Web-based database administration and data exploration and editing are available in both text and graphical modes. Data displays as a mix of binary data, nestable structures and text, and is rich, flexible, informal or formalized. All data can be viewed and edited as ‘i-code,’ JSON, CSV, other text forms, or graphically. All formats can embed images, pdfs, plain text, or any other stored blob or file.

Optimized

The PatternQuery compiler is highly optimized, and while it offers optional fanout hints, it always completes the compilation phase within milliseconds, unlike traditional RDBMS systems. Optionally, users can customize queries to effectively embed optimal execution plans, such as the choice of inversions. A unique ‘zig-zag’ algorithm significantly accelerates joins, intersections, and differences, all without requiring temporary storage, even in the absence of indexes. The underlying InfinityDB Embedded ‘database engine’ is highly optimized as well, and is multi-core threaded for speed and isolation of short and long operations.

Secure

Unlike hand-crafted REST interfaces and web servers, InfinityDB is secured by SSL/TLS for all communications. Administrative data is encrypted and passwords hashed. There are users, passwords, roles, permissions, ,databases, and grants. REST access is finely controllable via named interfaces.

Remote

REST access from almost any language can easily do request-response data interchanges with the server. Also, remote servers or Java clients can be connected via a binary ‘ItemPacket’ protocol for consolidation, backup, curation, and collaborative purposes.

For more see InfinityDB Server where we show the web user interface and explain the data model and PatternQueries.

Applications

Server Architecture

The InfinityDB Server version utilizes the architecture depicted below. It is designed for seamless deployment on Amazon Elastic Computing Cloud (EC2), allowing for instant launch as a virtual machine.

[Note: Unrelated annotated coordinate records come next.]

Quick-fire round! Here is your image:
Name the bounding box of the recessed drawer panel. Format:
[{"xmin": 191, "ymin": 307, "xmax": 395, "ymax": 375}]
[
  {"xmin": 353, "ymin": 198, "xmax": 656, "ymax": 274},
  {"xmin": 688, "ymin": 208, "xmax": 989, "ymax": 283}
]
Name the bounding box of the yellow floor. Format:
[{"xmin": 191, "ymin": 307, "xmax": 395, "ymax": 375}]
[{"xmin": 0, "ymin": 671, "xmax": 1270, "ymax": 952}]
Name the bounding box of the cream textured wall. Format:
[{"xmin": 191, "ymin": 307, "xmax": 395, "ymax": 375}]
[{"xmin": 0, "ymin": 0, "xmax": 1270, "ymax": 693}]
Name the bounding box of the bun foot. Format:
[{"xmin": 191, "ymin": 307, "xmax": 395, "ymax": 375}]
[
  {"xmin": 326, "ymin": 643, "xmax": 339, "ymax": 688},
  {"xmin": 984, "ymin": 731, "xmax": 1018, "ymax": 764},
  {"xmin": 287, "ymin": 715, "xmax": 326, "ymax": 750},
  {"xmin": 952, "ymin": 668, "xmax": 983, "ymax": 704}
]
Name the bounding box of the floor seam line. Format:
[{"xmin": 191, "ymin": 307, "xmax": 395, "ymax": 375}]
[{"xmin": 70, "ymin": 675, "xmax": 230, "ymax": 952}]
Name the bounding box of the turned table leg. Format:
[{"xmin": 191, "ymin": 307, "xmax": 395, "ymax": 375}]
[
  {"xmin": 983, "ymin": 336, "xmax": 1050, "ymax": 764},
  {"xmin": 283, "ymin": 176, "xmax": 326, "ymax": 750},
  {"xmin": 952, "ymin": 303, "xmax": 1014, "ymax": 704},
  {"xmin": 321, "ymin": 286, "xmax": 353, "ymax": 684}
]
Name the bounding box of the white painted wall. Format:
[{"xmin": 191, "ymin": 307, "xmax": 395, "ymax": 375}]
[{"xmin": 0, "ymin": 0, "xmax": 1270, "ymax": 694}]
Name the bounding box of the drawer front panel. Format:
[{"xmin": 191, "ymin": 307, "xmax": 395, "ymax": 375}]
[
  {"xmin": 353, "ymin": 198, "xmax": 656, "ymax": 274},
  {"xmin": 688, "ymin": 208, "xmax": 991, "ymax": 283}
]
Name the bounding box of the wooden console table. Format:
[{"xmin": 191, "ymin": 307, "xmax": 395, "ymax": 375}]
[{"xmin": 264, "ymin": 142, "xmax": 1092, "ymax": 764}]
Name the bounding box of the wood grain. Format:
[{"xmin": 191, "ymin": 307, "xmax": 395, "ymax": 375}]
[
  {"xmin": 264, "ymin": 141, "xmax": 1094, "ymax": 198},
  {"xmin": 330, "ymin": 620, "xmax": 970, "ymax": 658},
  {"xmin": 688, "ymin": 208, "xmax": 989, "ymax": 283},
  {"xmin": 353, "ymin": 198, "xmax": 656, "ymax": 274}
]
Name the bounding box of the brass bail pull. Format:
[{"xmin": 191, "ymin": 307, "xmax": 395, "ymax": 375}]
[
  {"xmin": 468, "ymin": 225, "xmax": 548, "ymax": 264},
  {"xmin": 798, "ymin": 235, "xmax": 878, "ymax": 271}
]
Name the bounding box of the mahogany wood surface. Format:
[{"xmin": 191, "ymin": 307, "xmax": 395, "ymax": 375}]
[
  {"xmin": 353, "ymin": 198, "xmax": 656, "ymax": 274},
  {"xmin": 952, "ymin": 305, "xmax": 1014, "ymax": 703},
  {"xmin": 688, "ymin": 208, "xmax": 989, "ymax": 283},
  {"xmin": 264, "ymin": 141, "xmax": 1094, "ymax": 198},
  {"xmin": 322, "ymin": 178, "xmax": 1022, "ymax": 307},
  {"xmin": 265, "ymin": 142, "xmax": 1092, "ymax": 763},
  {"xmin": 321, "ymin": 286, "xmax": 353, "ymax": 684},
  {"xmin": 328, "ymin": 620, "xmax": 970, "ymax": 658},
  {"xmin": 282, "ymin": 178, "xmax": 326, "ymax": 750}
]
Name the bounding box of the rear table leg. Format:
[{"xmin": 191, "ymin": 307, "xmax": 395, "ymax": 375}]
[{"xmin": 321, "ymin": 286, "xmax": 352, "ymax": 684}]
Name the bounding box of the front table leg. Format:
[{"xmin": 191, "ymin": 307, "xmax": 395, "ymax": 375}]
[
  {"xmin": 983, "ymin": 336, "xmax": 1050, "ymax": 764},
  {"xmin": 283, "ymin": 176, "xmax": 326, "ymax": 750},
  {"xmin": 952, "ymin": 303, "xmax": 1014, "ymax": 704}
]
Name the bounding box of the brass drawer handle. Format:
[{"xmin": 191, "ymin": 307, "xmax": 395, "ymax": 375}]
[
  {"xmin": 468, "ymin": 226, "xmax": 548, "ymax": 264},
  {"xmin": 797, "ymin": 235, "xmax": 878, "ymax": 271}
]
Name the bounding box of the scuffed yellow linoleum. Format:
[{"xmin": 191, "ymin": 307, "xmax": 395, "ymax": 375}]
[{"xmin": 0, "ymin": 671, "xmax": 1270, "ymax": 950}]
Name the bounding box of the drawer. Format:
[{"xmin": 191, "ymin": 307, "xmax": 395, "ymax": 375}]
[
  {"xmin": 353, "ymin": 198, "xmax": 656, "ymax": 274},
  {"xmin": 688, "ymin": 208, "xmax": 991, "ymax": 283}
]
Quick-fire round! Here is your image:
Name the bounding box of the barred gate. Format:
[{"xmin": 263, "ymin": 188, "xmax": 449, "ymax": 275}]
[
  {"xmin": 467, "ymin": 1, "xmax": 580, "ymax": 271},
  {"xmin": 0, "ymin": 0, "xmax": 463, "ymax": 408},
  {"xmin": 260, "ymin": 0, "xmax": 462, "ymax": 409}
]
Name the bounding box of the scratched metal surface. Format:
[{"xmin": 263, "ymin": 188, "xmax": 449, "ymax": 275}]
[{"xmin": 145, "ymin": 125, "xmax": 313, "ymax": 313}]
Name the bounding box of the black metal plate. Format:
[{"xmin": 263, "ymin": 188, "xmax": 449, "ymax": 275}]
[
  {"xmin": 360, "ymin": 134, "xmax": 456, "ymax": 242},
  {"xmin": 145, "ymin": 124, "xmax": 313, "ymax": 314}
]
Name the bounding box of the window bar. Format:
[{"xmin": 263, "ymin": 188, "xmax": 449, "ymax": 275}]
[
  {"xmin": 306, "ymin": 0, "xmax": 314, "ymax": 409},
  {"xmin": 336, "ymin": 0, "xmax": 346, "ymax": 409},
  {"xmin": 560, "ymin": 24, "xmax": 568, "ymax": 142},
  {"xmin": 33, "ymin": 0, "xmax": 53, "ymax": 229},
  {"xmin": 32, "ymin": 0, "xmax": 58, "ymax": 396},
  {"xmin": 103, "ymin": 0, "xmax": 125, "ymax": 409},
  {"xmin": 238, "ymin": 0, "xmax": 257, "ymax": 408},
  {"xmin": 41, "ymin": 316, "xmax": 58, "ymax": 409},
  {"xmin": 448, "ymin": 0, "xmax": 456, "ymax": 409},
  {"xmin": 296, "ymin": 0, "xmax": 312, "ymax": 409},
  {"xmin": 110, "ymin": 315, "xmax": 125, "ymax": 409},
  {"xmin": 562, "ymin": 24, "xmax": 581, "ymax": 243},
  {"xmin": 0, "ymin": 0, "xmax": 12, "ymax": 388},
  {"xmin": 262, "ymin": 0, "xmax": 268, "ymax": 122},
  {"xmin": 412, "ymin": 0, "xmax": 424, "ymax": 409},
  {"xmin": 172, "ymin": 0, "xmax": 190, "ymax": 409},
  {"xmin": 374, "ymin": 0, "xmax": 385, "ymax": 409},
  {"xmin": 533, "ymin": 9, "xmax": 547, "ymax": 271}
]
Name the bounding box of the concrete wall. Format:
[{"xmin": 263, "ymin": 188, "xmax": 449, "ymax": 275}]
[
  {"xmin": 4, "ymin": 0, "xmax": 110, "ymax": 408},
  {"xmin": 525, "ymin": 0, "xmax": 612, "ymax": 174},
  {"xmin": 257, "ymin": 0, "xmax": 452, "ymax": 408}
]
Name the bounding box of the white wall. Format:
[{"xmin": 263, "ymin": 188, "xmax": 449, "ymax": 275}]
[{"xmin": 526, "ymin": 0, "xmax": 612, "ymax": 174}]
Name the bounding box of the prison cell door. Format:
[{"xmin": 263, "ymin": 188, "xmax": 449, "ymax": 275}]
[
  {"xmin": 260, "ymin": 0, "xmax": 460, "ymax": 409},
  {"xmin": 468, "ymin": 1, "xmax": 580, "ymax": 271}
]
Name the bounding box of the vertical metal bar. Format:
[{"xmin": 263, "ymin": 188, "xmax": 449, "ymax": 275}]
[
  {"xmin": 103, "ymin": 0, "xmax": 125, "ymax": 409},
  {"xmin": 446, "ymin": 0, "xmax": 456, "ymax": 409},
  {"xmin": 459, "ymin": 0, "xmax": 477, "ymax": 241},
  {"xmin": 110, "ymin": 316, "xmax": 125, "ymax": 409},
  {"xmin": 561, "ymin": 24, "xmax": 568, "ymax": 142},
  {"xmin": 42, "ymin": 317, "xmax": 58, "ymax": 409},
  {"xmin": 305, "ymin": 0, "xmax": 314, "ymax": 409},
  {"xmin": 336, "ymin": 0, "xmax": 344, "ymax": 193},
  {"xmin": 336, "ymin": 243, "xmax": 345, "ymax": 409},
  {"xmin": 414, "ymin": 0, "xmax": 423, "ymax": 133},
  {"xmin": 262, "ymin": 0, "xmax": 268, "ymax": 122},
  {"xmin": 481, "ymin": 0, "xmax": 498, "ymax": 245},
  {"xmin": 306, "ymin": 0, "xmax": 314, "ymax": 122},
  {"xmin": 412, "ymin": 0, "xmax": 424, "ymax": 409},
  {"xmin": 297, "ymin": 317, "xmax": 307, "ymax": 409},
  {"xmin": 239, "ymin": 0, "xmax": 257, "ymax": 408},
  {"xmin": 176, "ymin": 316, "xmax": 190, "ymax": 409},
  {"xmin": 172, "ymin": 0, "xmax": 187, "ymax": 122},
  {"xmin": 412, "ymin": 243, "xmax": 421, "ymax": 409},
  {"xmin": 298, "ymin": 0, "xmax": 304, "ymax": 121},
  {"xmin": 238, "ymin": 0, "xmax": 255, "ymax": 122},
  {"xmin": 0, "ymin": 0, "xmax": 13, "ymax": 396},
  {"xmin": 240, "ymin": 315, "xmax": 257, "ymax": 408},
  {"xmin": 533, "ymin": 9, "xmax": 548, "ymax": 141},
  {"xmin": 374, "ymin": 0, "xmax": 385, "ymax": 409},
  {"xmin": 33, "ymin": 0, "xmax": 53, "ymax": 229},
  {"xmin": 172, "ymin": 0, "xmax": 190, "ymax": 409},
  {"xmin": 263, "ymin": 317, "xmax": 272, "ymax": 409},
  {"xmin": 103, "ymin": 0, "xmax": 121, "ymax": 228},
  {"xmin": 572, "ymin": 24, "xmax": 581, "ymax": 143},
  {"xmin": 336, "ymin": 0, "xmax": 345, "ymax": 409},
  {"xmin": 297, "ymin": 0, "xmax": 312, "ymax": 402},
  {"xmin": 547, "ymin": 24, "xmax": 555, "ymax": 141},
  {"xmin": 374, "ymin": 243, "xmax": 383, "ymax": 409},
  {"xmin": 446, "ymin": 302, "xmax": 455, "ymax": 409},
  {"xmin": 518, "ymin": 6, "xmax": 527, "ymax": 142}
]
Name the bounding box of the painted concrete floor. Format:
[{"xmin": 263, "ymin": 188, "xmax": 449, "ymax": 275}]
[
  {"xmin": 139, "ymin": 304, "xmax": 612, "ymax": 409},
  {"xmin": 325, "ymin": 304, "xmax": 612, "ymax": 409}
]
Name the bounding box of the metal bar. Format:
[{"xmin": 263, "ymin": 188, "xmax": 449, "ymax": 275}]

Additionally, it can be executed on any platform where Java is supported with an ‘on-premises’ license. On the right-hand side, you can see the REST clients, which can encompass various devices such as computers, laptops, desktops, mobile devices, or IoT devices. The REST protocol is widely adopted and extremely user-friendly, making it accessible for any client program. A REST request functions like a remote procedure call, with each API method being handled by a straightforward declarative PatternQuery.

The remote servers represent other InfinityDB instances that have been configured as remotes within the referring server. From the perspective of clients, these remotes appear as regular databases. On the left side, you’ll find the web console, which serves as the interface for administration and interactive data access and querying. All communication is robustly secured through SSL (Secure Sockets Layer) encryption.

Within the EC2 instance, there are two Elastic Block Store (EBS) volumes: one serves as the root volume for the code, while the other is designated for data storage. The root volume is periodically updated to accommodate newer versions. When operating outside the EC2 environment, the use of two separate volumes is not required.

InfinityDB Architecture

InfinityDB Embedded: The Underlying Database ‘Engine’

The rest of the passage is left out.